Chapitre XXV
LES FISSURES DE LA GRANDE MURAILLE
Quelque
loin qu’ait pu être poussée la « solidification » du monde sensible,
elle ne peut jamais être telle que celui-ci soit réellement un « système
clos » comme le croient les matérialistes ; elle a d’ailleurs des
limites imposées par la nature même des choses, et plus elle approche de
ces limites, plus l’état qu’elle représente est instable ;
Nous
ne pouvons revenir pour l’instant sur ce que René Guénon appelle ici
« la « solidification » du monde sensible ». Retenons simplement qu’il
s’agit de la qualification d’un stade majeur du monde actuel qui est à
situer dans le processus général de dégénérescence cyclique. Ainsi que
l’a exprimé l’auteur, ce stade (qui est proche de l’achèvement du cycle
dans lequel se trouve l’ensemble de l’humanité actuelle) est caractérisé
par le développement conjoint de la négation du supra-humain et de la
considération exclusive de l’ordre matériel, grossier par nature.
en
fait, comme nous l’avons vu, le point correspondant à ce maximum de «
solidité » est déjà dépassé, et cette apparence de « système clos » ne
peut maintenant que devenir de plus en plus illusoire et inadéquate à la
réalité. Aussi avons-nous parlé de « fissures » par lesquelles
s’introduisent déjà et s’introduiront de plus en plus certaines forces
destructives ; suivant le symbolisme traditionnel, ces « fissures » se
produisent dans la « Grande Muraille » qui entoure ce monde et le
protège contre l’intrusion des influences maléfiques du domaine subtil
inférieur (1).
L’auteur
choisit lui-même de prendre le terme de « fissures » pour désigner les
ouvertures qui s’opèrent à la partie inférieure de ce système devenu
clos : « Petite fente d’origine généralement accidentelle dans quelque chose de continu. Fissure d’un mur, d’un vase.

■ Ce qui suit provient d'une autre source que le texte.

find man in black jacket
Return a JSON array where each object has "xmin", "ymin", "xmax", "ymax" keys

Synon. partiels crevasse, fêlure, lézarde (…) ».
Ce
processus ancien subit une aggravation croissance au sein de la
protection de la « Grande Muraille » ; et il y a fort à penser que
l’état actuel des choses est certainement bien pire de nos jours,
c’est-à-dire, près d’un demi-siècle après l’écriture du Règne de la Quantité.
Pour
bien comprendre ce symbolisme sous tous ses aspects, il importe
d’ailleurs de remarquer qu’une muraille constitue à la fois une
protection et une limitation ; en un certain sens, elle a donc,
pourrait-on dire, des avantages et des inconvénients ; mais, en tant
qu’elle est essentiellement destinée à assurer une défense contre les
attaques venant d’en bas, les avantages l’emportent incomparablement, et
mieux vaut en somme, pour ce qui se
—————————— [1]
Dans le symbolisme de la tradition hindoue, cette « Grande Muraille »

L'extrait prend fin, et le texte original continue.